I would strongly advise against further investment in property. You have an investment in your own home.  You have a property in the UK. If property performs well over the next few years, your wealth will increase. 

So you should invest your pension fund and cash in the stock market.  It should provide you with the best long term returns with the least hassle and risk.  It also has the advantage of being liquid. You have ideas of setting up a business.  If your capital is tied up in property you won't be able to access it quickly. If you have a portfolio of shares, you can cash part or all of them immediately. 

Brendan


----------



## Brendan Burgess (21 Jan 2017)

To answer your questions about advisors, a few of them contribute to Askaboutmoney and seem to have a fairly good idea of what they are talking about. They certainly would know all the pension options backwards, which is the key requirement for you. Make sure to get your advice on a fee-only basis so you are free to buy whatever products you wish.

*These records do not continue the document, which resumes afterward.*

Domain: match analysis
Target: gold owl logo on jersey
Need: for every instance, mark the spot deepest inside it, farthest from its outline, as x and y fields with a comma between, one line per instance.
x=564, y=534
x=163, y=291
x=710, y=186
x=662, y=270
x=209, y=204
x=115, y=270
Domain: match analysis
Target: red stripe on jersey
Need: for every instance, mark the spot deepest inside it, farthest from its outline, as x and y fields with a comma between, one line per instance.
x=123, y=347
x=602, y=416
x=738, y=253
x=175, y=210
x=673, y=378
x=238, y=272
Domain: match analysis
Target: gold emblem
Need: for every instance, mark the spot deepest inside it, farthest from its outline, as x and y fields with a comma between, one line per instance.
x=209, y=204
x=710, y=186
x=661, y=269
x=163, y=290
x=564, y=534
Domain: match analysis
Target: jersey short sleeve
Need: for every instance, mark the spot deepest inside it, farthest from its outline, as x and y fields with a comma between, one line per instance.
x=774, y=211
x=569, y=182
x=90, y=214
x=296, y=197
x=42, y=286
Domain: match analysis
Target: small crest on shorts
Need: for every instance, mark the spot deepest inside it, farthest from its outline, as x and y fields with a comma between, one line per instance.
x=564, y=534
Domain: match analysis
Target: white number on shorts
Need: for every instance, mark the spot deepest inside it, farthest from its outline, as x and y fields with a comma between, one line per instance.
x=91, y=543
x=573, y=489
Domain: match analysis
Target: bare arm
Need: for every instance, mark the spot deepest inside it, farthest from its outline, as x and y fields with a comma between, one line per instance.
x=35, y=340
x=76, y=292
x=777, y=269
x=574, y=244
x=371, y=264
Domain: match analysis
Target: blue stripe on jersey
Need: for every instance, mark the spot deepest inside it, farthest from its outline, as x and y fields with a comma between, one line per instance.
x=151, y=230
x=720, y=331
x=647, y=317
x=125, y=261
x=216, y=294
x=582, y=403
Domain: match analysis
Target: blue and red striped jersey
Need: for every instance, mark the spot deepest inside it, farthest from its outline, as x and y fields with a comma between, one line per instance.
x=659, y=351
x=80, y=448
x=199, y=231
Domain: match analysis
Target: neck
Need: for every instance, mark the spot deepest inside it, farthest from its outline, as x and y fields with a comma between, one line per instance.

Vincent Digby  from Impartial.ie who has answered your question above.

Steven Barrett from  www.bluewaterfp.ie

Marc  Westlake    from www.globalwealth.ie  

Brendan


----------



## Davederave (22 Jan 2017)

Once again, thanks to all for the feedback.

The posts above have been extremely helpful and have given me a different perspective on how I might move forward. It is clear that I need to discuss my situation with a financial planner. Thank you Brendan for the links in your post.

I will also do some further investigation into property investment. If there is an experienced landlord out there that might be willing to share some experience/advice I would be grateful.

Dave


----------



## mister32 (31 Jan 2017)

Given the entry costs to property would you not consider paying down your existing investment, (keep some debt for tax relief)

How much of the pension is permitted to access? Is that not restricted?

Finally with time and energy, would you consider buying a franchise?


----------



## Davederave (1 Feb 2017)

Hi Mister32,

Thanks for the comments.



mister32 said:


> Given the entry costs to property would you not consider paying down your existing investment, (keep some debt for tax relief)



I am still evaluating whether to go into property but I feel with 750k available I would have adequate funding.

The mortgage on my investment property is interest only and with interest rates so low there is not much tax benefit. I am paying it down gradually however.



mister32 said:


> How much of the pension is permitted to access? Is that not restricted?



I am working on clarifying this at present.



mister32 said:


> Finally with time and energy, would you consider buying a franchise?



Yes, is the short answer. Looking at this also.

Dave


----------